Une rentrée non négligeable lorsqu’on sait que dans le Barrois, le revenu moyen sur la période 2013-2018 d’une exploitation agricole est de 35 €/ha en Haute-Marne et 81 €/ha dans l’Aube. Plus lourde en termes d’investissements, la méthanisation assure également des revenus qui peuvent se révéler encore plus intéressants que le photovoltaïque.
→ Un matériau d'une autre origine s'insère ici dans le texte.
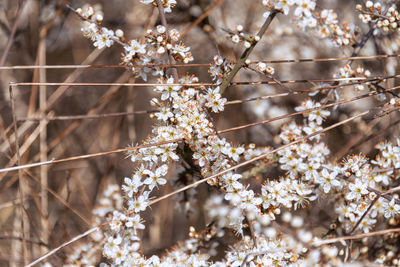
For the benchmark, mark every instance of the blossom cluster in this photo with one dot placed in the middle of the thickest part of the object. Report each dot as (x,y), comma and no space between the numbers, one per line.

UN TIERS D’EXPLOITATIONS DIVERSIFIÉS

« Nous accompagnons nos clients tout au long du processus dans leurs projets énergétiques sur les volets financement, juridique conseil et même collectif lorsqu’il s’agit de méthanisation par exemple », conclut Philippe Champignolle, le président de Cerfrance Aube. Une diversification énergétique qui, au-delà des aspects financiers a d’autres retombées positives, par exemple en terme de développement durable puisqu’il s’agit d’énergies renouvelables. Dans le cas de la méthanisation, les exploitations agricoles peuvent également utiliser des sous-produits comme engrais organiques remplaçant avantageusement les intrants chimiques. De toute façon, la diversification, qu’elle soit agricole ou énergétique, s’installe durablement. Près d’un tiers des agriculteurs aubois se sont déjà engagés dans une voie de diversification de leurs activités et donc, de leurs revenus.

Le photovoltaïque au champ connaît un développement certain dans l’Aube.